I am currently in the middle of a little book by Carlo Rovelli called “The Order of Time.” I seem to be stumbling from page to page with my mind being boggled as I attempt to “follow” the story. Having a background in physics might help me do this, but that is not certain. At least I am already familiar with the concepts, theories and historical figures that he draws upon – but the way Rovelli is weaving the story seems both helpful in providing a better glimpse into some of my long-time confusions, but then adds a lot of new ones. I am going to write this posting a little different than normal. I am going to write little snippets, or add interesting quotes as I go along reading the book. That means that this blog will change over time as I “edit” it and repost it with new materials. I don’t promise continuity or avoiding conflicting ideas.
Here goes:
Time goes slower in higher gravitational fields. For example, the gravitational field on top of a mountain is less than at sea level because of the increased distance to the center of mass of the earth. Hence, time is faster on top of the mountain than at sea level. Not a lot slower at sea level, but enough to have major impacts. According to Rovelli, “The slowing down of time has crucial effects: think fall because of it, and it allows us to keep our feet firmly on the ground. If our feet adhere to the pavement, it is because our whole body inclines naturally to where time runs more slowly – and time passes more slowly for your feet than it does for your head.”
“On the one hand, there was time, with its many determinations; on the other, the simple fact is that nothing is: things happen.“
“We can think of the world as made up of things. Of substances, Of entities. Of something that is. Or we can think of it as made up of events, Of happenings. Of processes. Of something that occurs. Something that does not last, and that undergoes continual transformation, that is not permanence in time. It is the realization of the ubiquity of impermanence, not of statsis in a motionless time.” This is pointing to the rather odd perspective that the universe is made up of nothing (no thing), it is all a manifestation of action, of change in line with the Buddhist teachings about the importance of the concept of impermanence. It isn’t just that there everything is impermanent, but that is exactly what everything is – IMPERMANENCE. “The world is not a collection of things, it is a collection of events.”
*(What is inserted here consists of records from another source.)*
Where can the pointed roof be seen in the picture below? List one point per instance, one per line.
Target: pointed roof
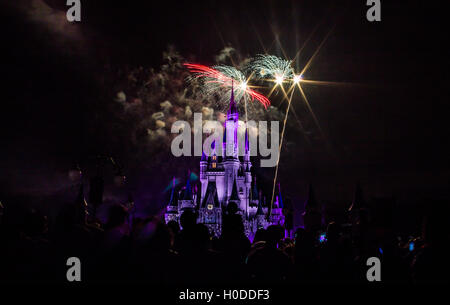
(224, 140)
(358, 199)
(255, 194)
(259, 211)
(233, 108)
(246, 140)
(203, 156)
(234, 194)
(211, 195)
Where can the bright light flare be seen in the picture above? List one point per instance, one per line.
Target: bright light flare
(297, 78)
(279, 79)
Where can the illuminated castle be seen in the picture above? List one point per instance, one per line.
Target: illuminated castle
(227, 179)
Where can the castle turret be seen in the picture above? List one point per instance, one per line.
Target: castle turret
(187, 199)
(172, 206)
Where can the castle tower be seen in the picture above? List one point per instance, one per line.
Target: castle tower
(210, 211)
(231, 162)
(172, 206)
(187, 200)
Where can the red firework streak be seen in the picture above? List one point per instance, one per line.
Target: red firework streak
(225, 81)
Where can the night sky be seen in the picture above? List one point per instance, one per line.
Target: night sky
(387, 127)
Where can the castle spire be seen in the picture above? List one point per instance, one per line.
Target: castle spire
(188, 189)
(233, 109)
(234, 194)
(280, 199)
(171, 201)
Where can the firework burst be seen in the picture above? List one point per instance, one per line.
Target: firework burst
(222, 79)
(270, 67)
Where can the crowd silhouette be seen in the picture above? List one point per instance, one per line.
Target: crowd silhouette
(148, 250)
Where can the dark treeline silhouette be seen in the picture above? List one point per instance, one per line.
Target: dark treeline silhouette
(148, 250)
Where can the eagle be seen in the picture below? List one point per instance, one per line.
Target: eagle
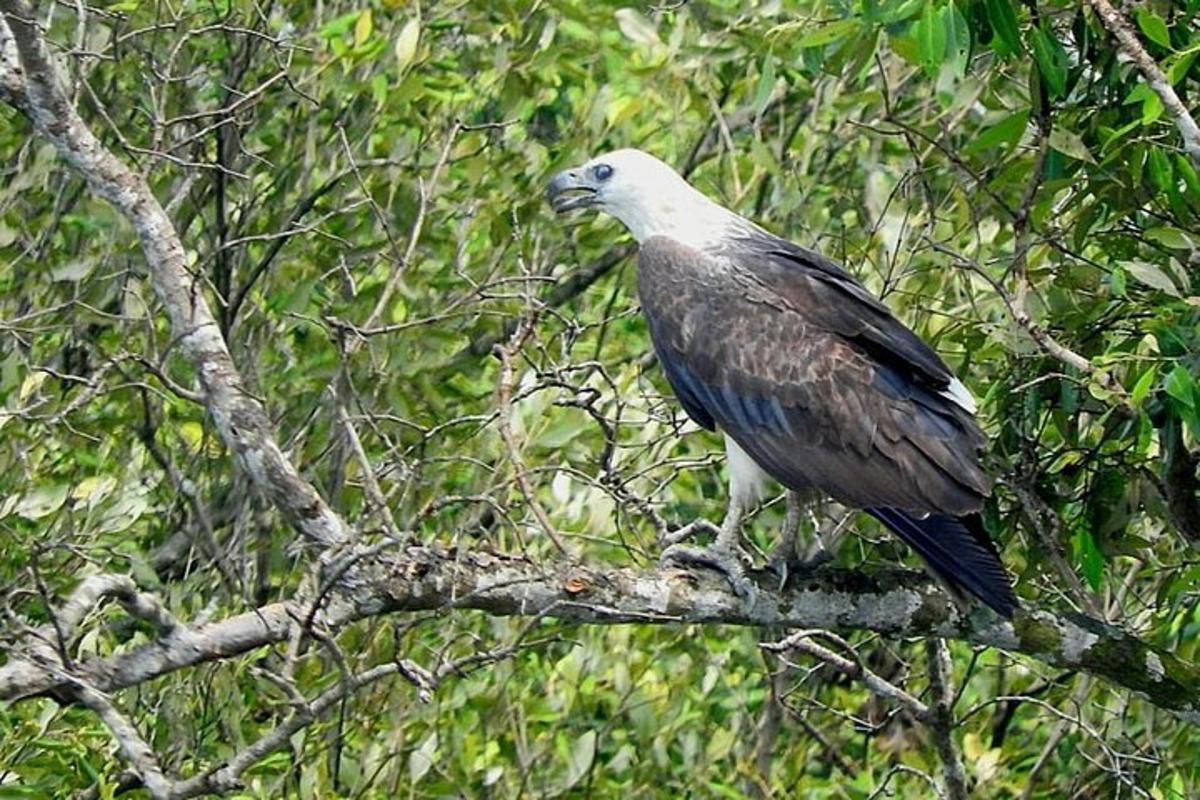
(809, 377)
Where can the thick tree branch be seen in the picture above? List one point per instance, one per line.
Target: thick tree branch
(1127, 42)
(894, 602)
(239, 416)
(12, 79)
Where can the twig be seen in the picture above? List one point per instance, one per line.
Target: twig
(1128, 44)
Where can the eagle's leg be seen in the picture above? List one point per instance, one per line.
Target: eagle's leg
(724, 554)
(786, 558)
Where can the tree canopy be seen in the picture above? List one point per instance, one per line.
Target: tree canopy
(334, 464)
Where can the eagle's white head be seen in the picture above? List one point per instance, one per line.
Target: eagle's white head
(646, 196)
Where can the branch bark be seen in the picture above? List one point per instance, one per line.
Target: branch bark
(1127, 42)
(893, 602)
(240, 419)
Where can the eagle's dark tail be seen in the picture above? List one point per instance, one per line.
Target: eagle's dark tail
(959, 551)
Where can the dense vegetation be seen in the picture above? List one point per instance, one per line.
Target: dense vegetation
(359, 192)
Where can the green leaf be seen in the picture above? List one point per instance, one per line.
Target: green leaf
(41, 501)
(766, 84)
(1003, 134)
(1145, 383)
(1162, 174)
(406, 43)
(363, 26)
(1071, 144)
(929, 31)
(1155, 28)
(1002, 18)
(1091, 560)
(582, 756)
(1051, 60)
(1181, 386)
(339, 26)
(1152, 276)
(420, 761)
(958, 37)
(637, 28)
(826, 34)
(1173, 238)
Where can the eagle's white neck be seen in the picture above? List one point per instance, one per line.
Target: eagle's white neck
(679, 212)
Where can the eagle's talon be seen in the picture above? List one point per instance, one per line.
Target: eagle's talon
(726, 561)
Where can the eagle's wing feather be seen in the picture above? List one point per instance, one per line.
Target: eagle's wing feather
(823, 388)
(803, 382)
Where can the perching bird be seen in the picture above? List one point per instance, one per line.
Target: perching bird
(809, 377)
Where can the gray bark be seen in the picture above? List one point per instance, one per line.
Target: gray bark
(894, 602)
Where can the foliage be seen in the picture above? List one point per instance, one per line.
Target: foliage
(360, 191)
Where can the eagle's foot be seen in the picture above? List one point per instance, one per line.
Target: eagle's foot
(785, 561)
(689, 531)
(729, 561)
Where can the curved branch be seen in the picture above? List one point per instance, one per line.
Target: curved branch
(894, 602)
(239, 416)
(1127, 42)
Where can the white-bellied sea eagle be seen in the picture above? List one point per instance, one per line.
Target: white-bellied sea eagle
(809, 377)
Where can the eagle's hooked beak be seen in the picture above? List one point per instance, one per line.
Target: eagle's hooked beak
(569, 190)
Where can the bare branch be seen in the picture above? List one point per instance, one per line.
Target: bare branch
(1127, 42)
(239, 416)
(894, 602)
(941, 717)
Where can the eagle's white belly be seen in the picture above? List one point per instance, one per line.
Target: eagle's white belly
(748, 481)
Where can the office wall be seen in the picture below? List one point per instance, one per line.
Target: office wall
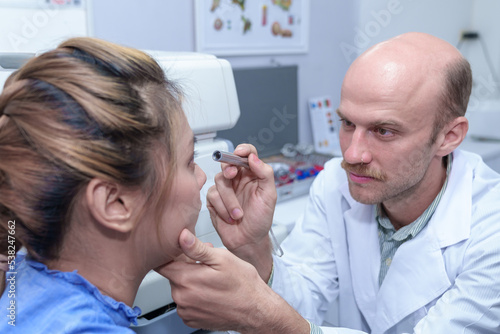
(485, 22)
(339, 31)
(169, 25)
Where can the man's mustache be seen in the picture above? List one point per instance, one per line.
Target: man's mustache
(363, 170)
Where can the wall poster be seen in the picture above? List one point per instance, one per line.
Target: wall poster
(251, 27)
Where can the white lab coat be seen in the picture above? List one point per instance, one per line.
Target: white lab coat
(445, 280)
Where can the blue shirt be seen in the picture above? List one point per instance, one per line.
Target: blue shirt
(51, 301)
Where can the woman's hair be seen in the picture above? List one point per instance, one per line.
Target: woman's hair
(86, 109)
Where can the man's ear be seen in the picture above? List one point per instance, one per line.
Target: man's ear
(454, 135)
(111, 205)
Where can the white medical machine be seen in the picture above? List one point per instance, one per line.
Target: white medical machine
(210, 103)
“It isn’t true, as is sometimes stated, that life generates structures that are particularly ordered, or that locally diminish entropy: it is simply a process that degrades and consumes the low entropy of food, it is a self-structured disordering, no more or less than in the rest of the universe. From the most minute events to the more complex ones, it is this dance of ever-increasing entropy, nourished by the initial low entropy of the universe, that is the real dance of Shiva, the destroyer.”
In Book XI of the Confessions, Saint Augustine asks himself about the nature of time, how we can be aware of duration if we are always only in a present that is instantaneous. He concludes that:
It is within my mind, then, that I measure time. I must not allow my mind to insist that time is something objective. When I measure time, I am measuring something in the present in my mind. Either this is time, or I have no idea what time is.